[PATCH] D130516: [llvm] compression classes
David Blaikie via Phabricator via cfe-commits
cfe-commits at lists.llvm.org
Fri Jul 29 13:26:20 PDT 2022
dblaikie added a comment.
In D130516#3688123 <https://reviews.llvm.org/D130516#3688123>, @MaskRay wrote:
> I'd like to make a few arguments for the current namespace+free function design, as opposed to the class+member function design as explored in this patch (but thanks for the exploration!).
> Let's discuss several use cases.
>
> (a) if a use case just calls compress/uncompress. The class design has slightly more boilerplate as it needs to get the algorithm class, a new instance, or a singleton instance.

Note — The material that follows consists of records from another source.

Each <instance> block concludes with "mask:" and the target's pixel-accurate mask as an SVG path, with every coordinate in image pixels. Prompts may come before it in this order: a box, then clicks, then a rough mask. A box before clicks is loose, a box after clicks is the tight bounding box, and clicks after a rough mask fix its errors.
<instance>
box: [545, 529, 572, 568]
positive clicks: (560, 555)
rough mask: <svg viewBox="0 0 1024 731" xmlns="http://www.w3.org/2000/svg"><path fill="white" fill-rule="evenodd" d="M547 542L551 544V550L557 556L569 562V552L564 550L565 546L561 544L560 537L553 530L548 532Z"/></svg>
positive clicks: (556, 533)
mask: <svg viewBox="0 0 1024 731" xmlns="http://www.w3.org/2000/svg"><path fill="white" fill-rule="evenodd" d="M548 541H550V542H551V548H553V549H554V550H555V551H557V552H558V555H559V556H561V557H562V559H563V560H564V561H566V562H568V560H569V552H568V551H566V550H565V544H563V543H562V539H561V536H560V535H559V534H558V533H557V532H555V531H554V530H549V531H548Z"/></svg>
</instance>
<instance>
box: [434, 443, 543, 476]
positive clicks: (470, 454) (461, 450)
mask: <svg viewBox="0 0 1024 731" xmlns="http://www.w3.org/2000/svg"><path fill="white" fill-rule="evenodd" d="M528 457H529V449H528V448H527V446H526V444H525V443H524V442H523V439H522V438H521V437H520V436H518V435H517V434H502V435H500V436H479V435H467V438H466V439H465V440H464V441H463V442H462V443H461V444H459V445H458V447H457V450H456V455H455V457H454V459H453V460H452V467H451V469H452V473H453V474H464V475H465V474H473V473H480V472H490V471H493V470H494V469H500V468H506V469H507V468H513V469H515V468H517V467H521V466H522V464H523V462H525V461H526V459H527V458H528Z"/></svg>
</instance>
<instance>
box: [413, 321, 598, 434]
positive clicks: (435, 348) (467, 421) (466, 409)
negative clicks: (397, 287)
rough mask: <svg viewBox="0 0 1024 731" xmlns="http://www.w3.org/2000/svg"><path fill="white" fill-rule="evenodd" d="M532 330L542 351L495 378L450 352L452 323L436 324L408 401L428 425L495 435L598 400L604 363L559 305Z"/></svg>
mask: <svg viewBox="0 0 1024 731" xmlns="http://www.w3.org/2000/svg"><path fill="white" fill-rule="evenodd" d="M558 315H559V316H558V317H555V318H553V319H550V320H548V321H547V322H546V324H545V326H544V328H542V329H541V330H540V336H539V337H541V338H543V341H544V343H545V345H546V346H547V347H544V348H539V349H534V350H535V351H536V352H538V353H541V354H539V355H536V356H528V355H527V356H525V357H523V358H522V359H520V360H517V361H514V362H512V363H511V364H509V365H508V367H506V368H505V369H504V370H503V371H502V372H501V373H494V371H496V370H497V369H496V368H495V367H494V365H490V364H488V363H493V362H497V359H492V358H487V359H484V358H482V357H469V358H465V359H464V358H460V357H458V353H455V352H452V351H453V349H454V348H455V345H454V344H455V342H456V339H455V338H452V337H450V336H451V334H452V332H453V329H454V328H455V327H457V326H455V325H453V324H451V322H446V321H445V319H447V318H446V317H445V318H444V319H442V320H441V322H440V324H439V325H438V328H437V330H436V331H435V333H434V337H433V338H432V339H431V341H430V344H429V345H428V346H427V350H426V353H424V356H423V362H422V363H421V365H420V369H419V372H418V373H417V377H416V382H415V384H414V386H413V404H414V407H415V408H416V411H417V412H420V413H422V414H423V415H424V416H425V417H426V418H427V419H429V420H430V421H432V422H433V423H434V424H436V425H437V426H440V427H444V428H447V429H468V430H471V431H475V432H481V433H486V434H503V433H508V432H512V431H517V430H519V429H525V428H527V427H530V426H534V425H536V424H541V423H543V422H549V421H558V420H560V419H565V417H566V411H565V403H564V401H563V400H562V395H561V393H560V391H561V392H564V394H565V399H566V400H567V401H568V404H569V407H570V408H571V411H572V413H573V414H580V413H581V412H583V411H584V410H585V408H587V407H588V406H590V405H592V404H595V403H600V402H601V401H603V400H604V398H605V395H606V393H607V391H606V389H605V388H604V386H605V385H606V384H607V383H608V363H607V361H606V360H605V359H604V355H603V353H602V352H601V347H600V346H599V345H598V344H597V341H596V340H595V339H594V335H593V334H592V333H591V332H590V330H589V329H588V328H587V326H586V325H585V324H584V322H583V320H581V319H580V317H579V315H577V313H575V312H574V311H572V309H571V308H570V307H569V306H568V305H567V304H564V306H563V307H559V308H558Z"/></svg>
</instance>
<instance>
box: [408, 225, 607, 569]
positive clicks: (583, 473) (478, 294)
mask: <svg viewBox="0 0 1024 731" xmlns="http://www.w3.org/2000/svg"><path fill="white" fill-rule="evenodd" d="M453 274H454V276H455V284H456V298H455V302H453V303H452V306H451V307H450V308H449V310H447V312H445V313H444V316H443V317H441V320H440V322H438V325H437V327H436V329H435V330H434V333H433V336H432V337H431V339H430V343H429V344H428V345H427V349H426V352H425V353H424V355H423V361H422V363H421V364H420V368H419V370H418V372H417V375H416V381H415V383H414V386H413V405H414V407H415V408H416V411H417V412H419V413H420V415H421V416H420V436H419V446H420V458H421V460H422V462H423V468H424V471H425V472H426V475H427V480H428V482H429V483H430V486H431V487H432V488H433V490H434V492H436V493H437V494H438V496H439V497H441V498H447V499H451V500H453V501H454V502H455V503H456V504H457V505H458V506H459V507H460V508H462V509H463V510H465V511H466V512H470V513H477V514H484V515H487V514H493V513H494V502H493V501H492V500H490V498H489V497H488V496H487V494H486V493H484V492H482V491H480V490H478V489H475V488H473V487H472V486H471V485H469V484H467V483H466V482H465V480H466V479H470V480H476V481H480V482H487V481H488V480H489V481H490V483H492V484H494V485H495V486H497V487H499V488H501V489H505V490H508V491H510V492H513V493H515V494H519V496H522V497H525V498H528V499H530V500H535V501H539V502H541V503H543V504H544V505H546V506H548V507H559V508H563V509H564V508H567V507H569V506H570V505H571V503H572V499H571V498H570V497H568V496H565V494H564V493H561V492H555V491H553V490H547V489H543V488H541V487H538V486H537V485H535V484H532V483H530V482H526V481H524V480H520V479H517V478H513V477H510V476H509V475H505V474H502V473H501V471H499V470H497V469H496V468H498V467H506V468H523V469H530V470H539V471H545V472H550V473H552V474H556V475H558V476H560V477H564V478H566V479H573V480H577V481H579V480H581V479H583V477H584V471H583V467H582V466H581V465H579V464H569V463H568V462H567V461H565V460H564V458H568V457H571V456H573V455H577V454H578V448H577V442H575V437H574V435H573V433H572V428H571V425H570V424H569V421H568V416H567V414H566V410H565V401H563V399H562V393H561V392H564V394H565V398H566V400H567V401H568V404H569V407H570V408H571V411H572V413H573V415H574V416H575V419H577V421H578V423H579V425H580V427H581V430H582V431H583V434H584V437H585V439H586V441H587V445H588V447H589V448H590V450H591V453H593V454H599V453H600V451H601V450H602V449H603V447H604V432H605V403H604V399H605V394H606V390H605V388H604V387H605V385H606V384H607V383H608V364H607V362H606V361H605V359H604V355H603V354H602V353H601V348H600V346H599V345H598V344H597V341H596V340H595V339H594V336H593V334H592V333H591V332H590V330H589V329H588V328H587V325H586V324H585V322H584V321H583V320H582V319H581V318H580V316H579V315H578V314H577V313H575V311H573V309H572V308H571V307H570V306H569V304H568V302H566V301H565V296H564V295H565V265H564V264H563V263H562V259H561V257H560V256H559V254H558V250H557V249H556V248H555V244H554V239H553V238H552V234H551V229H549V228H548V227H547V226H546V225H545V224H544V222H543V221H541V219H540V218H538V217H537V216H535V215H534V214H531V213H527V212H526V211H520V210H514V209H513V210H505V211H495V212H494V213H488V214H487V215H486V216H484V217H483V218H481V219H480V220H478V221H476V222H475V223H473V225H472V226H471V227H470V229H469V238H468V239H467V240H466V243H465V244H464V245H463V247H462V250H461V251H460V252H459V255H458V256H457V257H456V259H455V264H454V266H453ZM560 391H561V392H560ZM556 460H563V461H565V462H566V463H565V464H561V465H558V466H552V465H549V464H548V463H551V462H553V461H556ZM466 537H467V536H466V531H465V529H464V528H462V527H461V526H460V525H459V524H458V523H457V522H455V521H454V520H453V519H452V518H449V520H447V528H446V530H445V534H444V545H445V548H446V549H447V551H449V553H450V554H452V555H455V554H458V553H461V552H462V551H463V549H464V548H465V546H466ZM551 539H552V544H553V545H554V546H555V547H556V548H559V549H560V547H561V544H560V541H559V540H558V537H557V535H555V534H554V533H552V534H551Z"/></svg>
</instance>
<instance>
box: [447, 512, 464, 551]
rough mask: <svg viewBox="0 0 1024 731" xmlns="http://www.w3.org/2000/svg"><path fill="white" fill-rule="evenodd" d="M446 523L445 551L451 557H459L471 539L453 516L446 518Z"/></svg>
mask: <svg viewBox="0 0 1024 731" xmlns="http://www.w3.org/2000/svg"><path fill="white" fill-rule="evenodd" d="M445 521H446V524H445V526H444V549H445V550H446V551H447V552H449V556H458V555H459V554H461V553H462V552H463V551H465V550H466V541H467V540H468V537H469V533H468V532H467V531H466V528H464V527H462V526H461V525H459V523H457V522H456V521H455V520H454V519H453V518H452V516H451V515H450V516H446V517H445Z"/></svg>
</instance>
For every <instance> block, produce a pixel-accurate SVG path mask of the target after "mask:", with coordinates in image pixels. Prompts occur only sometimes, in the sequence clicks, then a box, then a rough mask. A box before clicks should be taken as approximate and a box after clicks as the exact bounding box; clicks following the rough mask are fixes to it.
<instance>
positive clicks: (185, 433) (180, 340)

> For each new use, the number of lines may not differ, but the involvement of a a static class member or an instance make the reader wonder whether the object will be reused or thrown away.
> There is some slight cognitive burden.
> The class design has a non-trivial one-shot cost to have a function returning the singleton instance.
Though there must've been a condition that dominates this use somewhere - I'd suggest that condition could be where the algorithm is retrieved, and then passed to this code to use unconditionally.
If the algorithm object is const and raw pointers/references are used, I think it makes it clear to the reader that there's no ownership here, and it's not stateful when compressing/decompressing.
> (b) zlib compress/uncompress immediately following an availability check.
>
> // free function
> if (!compression::zlib::isAvailable())
> errs() << "cannot compress: " << compression::zlib::buildConfigurationHint();
>
> // class
> auto *algo = !compression::ZlibCompression;
> if (!algo->isAvailable()) {
> errs() << "cannot compress: " << algo->buildConfigurationHint();
> }
I think maybe this code might end up looking like:
Algo *algo = getAlgo(Zlib)
if (!algo)
errs() ...
It's possible that this function would return non-null even for a non-available algorithm if we wanted to communicate other things (like the cmake macro name to enable to add the functionality)
> (c) zlib/zstd compress/uncompress immediately following an availability check.
>
> // free function
> if (!compression::isAvailable(format))
> errs() << "cannot compress: " << compression::buildConfigurationHint(format);
>
> // class
> std::unique_ptr<Compression> algo = make_compression(format);
> if (!algo->isAvailable()) {
> errs() << "cannot compress: " << algo->buildConfigurationHint();
> }
I don't think there's a need for unique_ptr here - algorithms can be constant singletons, referenced via raw const pointers/references without ownership.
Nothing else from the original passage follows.